What feature do you want to examine precisely?
I am asking because the simple substraction may not tell you very much about the difference between the two files (especially with regard to the harmonic content).
All you will do is removing all content that is 100% correlated.
If the two tracks were aligned correctly, you could simply use the Voice Removal effect (simple mode). The preliminary step would be to import the two files, then (if they are mono) to make them stereo (just “make stereo track” from the track drop down menu of the upper track).
The result after the voice removal is the difference between the two channels, scaled by 0.5.
You can split the new stereo track - both channels are identical and amplify one by 6 dB to get the real difference.
You can also try this plug-in:
The preliminary steps are the same but you’ll end up with the rest of the first wave file in the left channel and the rest of the second file in the right channel.
What’s more, there’s a control that let’s you shift one of the two channels by an exact amount of samples (“delay”).
But we now have to face the fact that this offset is not known in the first place.
You’ve already proposed a method that works with the slope of the signal.
In Nyquist, that’s really easy,

(slope s)

returns this value (multiplied by the sounds samplerate). s is the global variable that holds the input sound passed from Audacity either mono or stereo.

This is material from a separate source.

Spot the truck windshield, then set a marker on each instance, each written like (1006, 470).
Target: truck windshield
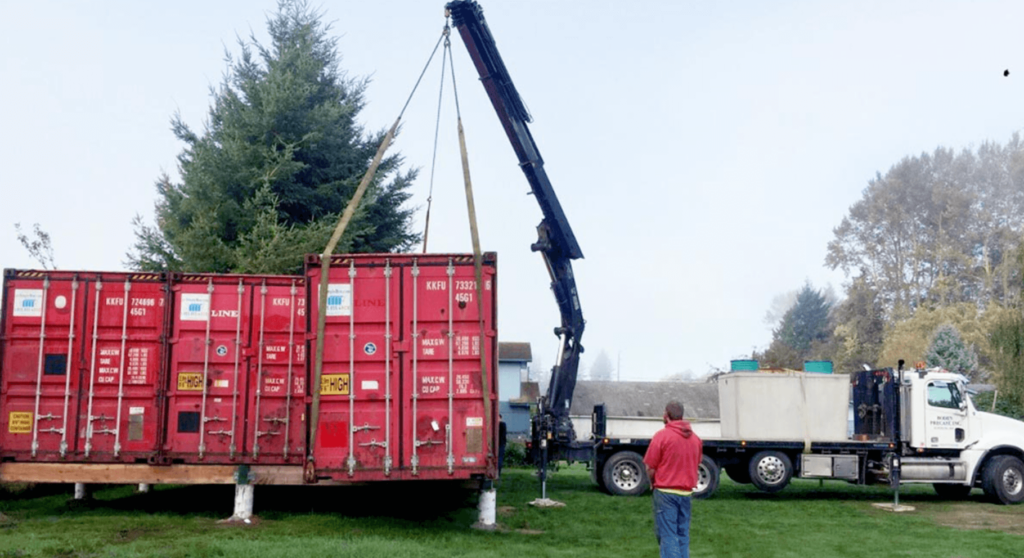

For the log you can either choose ‘(s-log )’ or directly convert to dB ‘(linear-to-db )’.
Quantization is also available ‘(quantize )’.
However, I don’t wanna introduce you to Nyquist but it may be that we end up with some code that you can directly try from the Nyquist Prompt.
I am not sure how you want to find the exact alignement from the values obtained so far.
The question is how much a signal differs from the other. You’re lost if there are any phase shifts or so introduced. We currently assume that the recording starts in both cases with a slope that is practically identical.
There are several approaches that seem to work better.
Firstly, I would work with the integral of the absolute sample values of a little portion of the two sounds. This gives a wavy, ascending line.
You can compare the two lines with a least-squares calculation. This gives you two values:
A - the y-axis crossing and B the slope, i.e. Left-Channel = A + B * Right-Channel.
If the two are aligned correctly, you’ll should get the values 0 and 1.
This can be done repeatedly with a different delay until you’ve found the minima (or when the correlation has its maximum).
We can shorten this process by remapping the values such that the signal value instead of the time line serves as x-axis.
In this case, the A-coefficient wil tell us how much latency offset we have.
That’s like shifting our ascending line left/right instead of up/down until the error is minimal.
(that’s why we must integrate the signal, the recursive method would work with the pure signals)
The final algorithm really depends on the similarity of the two signals and if there is any noise in the beginning or pure digital silence.